His father, Steve Lohan, was happy as well that the days of pain and fear are long gone. He remembers the day his son came home coughing and spitting up blood. They didn’t foresee then what was coming.
Lohan’s father still has photos on his cellphone of his son’s 18th birthday. That day, he said, his other son, Michael Lohan, had to shave the hair Ryan still hadn’t lost to the chemotherapy.

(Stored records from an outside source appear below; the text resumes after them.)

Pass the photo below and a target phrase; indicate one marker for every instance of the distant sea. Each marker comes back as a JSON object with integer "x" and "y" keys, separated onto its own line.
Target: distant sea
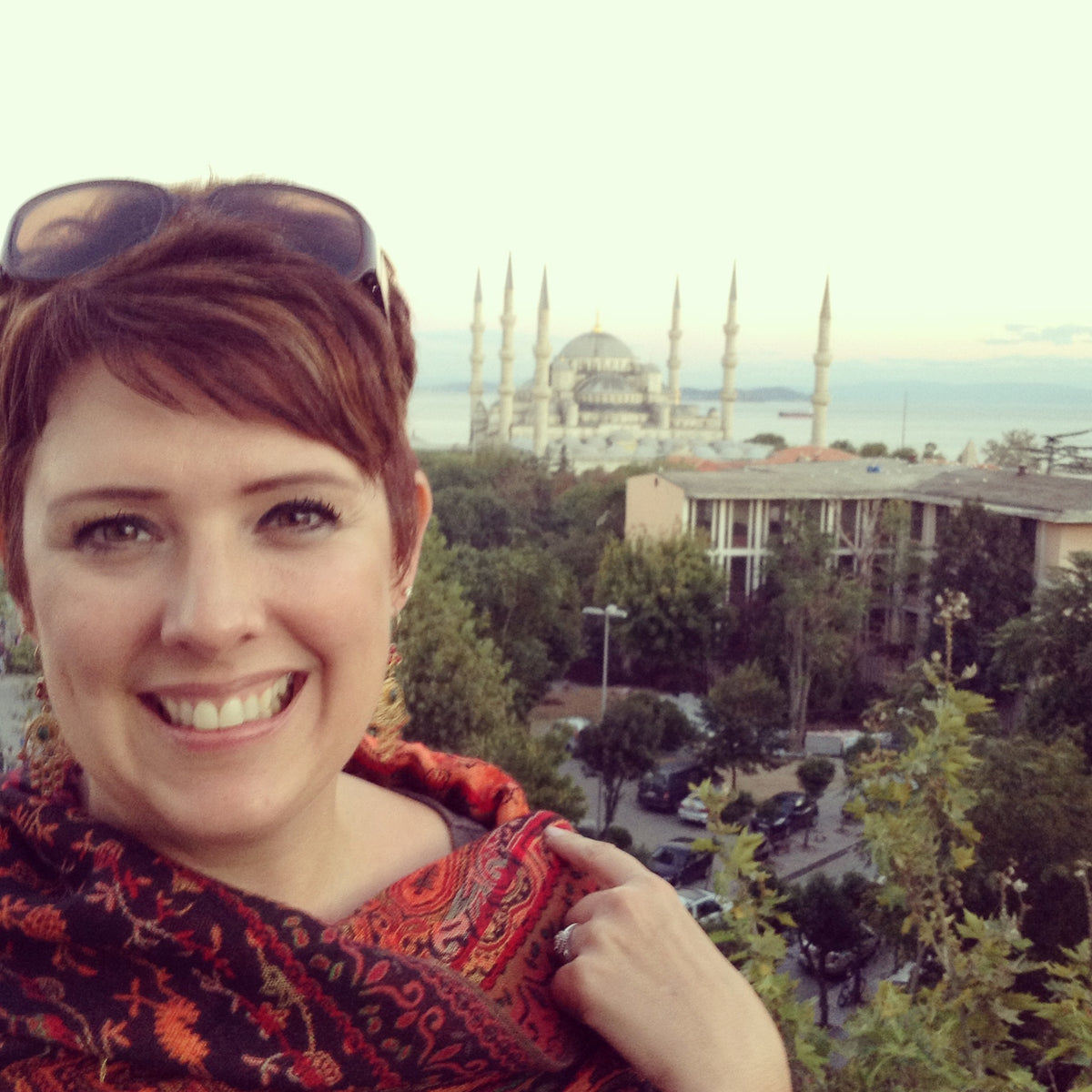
{"x": 947, "y": 415}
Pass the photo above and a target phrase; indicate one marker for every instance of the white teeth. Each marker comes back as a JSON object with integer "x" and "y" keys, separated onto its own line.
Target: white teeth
{"x": 206, "y": 716}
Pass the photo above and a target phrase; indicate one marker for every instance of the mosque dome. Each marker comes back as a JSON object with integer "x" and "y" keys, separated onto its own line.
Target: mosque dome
{"x": 596, "y": 344}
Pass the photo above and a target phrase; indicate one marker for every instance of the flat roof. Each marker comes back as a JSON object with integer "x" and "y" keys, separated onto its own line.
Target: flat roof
{"x": 1054, "y": 498}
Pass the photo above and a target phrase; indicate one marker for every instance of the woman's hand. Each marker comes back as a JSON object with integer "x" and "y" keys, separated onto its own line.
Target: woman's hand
{"x": 645, "y": 976}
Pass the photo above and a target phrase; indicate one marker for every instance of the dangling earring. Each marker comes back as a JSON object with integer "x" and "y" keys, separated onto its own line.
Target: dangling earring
{"x": 391, "y": 714}
{"x": 45, "y": 753}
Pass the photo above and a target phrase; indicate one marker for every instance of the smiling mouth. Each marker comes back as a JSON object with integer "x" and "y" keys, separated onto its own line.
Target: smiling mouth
{"x": 206, "y": 715}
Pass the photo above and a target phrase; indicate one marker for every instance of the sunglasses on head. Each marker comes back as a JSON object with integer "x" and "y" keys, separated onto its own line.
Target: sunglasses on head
{"x": 79, "y": 228}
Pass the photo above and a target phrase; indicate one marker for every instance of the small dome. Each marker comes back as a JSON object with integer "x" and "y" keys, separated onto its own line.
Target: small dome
{"x": 596, "y": 344}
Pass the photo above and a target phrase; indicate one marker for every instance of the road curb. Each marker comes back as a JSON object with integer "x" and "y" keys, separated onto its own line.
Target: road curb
{"x": 819, "y": 862}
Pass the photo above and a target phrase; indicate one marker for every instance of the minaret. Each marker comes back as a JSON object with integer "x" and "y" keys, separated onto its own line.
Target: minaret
{"x": 541, "y": 372}
{"x": 823, "y": 359}
{"x": 478, "y": 356}
{"x": 729, "y": 363}
{"x": 674, "y": 363}
{"x": 507, "y": 390}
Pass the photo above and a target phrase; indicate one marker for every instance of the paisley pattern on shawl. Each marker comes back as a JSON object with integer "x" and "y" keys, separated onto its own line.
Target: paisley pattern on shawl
{"x": 121, "y": 970}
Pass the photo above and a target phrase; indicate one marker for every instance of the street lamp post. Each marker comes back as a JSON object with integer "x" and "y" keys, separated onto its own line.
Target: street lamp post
{"x": 606, "y": 614}
{"x": 611, "y": 611}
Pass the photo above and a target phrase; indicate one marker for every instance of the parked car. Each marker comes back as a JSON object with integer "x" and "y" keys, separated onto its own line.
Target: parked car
{"x": 680, "y": 863}
{"x": 573, "y": 725}
{"x": 663, "y": 789}
{"x": 784, "y": 813}
{"x": 704, "y": 906}
{"x": 693, "y": 809}
{"x": 838, "y": 965}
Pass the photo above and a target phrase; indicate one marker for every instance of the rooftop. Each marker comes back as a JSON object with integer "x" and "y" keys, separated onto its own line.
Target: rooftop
{"x": 1055, "y": 498}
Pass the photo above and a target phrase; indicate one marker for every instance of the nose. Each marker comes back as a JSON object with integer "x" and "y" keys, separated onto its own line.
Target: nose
{"x": 214, "y": 601}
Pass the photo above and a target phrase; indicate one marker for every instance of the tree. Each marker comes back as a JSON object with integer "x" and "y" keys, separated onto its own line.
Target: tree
{"x": 819, "y": 611}
{"x": 454, "y": 678}
{"x": 874, "y": 450}
{"x": 1035, "y": 807}
{"x": 1048, "y": 653}
{"x": 814, "y": 774}
{"x": 774, "y": 440}
{"x": 621, "y": 748}
{"x": 743, "y": 713}
{"x": 458, "y": 691}
{"x": 1016, "y": 448}
{"x": 988, "y": 557}
{"x": 678, "y": 614}
{"x": 530, "y": 607}
{"x": 587, "y": 516}
{"x": 827, "y": 918}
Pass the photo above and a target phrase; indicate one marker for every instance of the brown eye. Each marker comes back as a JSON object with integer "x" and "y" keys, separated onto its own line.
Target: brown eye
{"x": 112, "y": 533}
{"x": 305, "y": 514}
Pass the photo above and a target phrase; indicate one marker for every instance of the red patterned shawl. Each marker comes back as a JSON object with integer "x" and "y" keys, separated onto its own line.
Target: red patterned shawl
{"x": 123, "y": 971}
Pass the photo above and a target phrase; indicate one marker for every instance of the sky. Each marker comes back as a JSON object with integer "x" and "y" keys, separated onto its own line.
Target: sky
{"x": 932, "y": 158}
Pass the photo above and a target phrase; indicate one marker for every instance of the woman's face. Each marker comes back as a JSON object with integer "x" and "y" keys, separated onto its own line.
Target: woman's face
{"x": 212, "y": 600}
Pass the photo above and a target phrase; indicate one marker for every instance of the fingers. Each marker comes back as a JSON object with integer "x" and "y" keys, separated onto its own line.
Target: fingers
{"x": 638, "y": 969}
{"x": 605, "y": 863}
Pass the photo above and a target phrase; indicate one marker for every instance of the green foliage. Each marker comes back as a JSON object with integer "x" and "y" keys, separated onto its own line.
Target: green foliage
{"x": 743, "y": 713}
{"x": 825, "y": 916}
{"x": 1036, "y": 803}
{"x": 874, "y": 450}
{"x": 669, "y": 720}
{"x": 622, "y": 747}
{"x": 490, "y": 498}
{"x": 1016, "y": 448}
{"x": 678, "y": 614}
{"x": 456, "y": 681}
{"x": 988, "y": 557}
{"x": 774, "y": 440}
{"x": 534, "y": 763}
{"x": 814, "y": 774}
{"x": 588, "y": 513}
{"x": 458, "y": 691}
{"x": 753, "y": 936}
{"x": 16, "y": 649}
{"x": 817, "y": 611}
{"x": 1052, "y": 648}
{"x": 530, "y": 607}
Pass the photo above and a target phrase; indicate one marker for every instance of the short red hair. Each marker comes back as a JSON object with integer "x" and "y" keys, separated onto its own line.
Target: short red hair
{"x": 229, "y": 311}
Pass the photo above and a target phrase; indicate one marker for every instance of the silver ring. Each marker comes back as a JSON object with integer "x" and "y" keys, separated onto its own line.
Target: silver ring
{"x": 562, "y": 945}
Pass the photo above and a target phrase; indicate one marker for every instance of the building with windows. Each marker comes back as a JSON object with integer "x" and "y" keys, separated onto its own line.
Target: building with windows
{"x": 741, "y": 511}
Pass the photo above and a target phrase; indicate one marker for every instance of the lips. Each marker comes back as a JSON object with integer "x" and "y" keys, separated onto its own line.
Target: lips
{"x": 202, "y": 714}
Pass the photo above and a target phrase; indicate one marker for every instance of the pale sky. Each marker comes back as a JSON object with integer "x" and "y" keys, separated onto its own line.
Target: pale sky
{"x": 932, "y": 157}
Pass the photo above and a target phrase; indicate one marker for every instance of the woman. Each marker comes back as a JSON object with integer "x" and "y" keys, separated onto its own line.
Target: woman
{"x": 211, "y": 519}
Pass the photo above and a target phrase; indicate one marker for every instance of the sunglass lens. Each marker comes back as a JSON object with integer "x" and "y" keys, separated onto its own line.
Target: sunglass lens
{"x": 312, "y": 223}
{"x": 79, "y": 228}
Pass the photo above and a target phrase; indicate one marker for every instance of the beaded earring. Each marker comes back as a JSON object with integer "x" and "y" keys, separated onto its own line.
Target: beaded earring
{"x": 391, "y": 714}
{"x": 45, "y": 753}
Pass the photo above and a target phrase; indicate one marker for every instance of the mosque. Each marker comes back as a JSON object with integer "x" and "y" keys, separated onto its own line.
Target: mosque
{"x": 596, "y": 404}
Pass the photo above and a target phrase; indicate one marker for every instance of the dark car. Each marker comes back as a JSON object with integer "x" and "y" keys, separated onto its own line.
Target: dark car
{"x": 664, "y": 789}
{"x": 838, "y": 965}
{"x": 680, "y": 864}
{"x": 784, "y": 813}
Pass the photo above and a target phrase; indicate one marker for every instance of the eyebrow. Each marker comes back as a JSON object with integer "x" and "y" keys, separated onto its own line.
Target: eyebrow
{"x": 136, "y": 495}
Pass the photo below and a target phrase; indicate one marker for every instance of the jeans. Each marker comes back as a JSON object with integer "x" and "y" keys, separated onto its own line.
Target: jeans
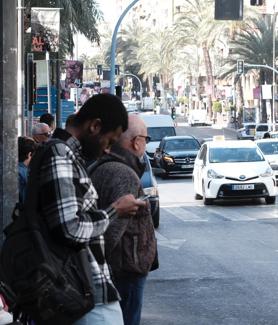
{"x": 131, "y": 291}
{"x": 104, "y": 314}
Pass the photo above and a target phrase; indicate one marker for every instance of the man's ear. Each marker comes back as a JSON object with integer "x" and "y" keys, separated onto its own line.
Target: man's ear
{"x": 135, "y": 144}
{"x": 95, "y": 126}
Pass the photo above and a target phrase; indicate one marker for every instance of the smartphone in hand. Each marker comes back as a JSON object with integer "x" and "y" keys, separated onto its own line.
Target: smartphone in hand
{"x": 144, "y": 197}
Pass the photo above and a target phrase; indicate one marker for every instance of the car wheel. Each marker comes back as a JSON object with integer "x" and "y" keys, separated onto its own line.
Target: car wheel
{"x": 165, "y": 176}
{"x": 156, "y": 218}
{"x": 206, "y": 200}
{"x": 198, "y": 196}
{"x": 270, "y": 199}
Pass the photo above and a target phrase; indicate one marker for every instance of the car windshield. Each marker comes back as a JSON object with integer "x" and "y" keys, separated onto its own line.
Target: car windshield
{"x": 230, "y": 155}
{"x": 262, "y": 128}
{"x": 181, "y": 145}
{"x": 158, "y": 133}
{"x": 269, "y": 148}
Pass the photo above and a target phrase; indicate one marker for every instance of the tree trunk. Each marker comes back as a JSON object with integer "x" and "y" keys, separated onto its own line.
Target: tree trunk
{"x": 210, "y": 78}
{"x": 239, "y": 101}
{"x": 263, "y": 101}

“That was his 18th birthday,” he said.
A surgery in December 2014 removed the cancer, but Lohan got an infection, and he had to undergo another operation a few weeks later.
“It was a scary time,” Steve Lohan said. “We thought we were going to lose him.”
Michael Lohan said his brother remained positive.
“He was a fighter,” he said. “He never quit.”
Steve Lohan said his son graduated from high school with a GPA above 5 and enrolled at the University of Florida, where he studies business administration.
The freshman said he has an optimistic character. He kept going to school through all the treatment, he said. His family and Estero High School, he said, were offered great support.
The illness, he said, has taught him to not take things for granted and to appreciate life.
“Everyday is a blessing,” he said.
His brother said the trip will be a nice reward.
“He deserves it,” he said. “He made it through this.”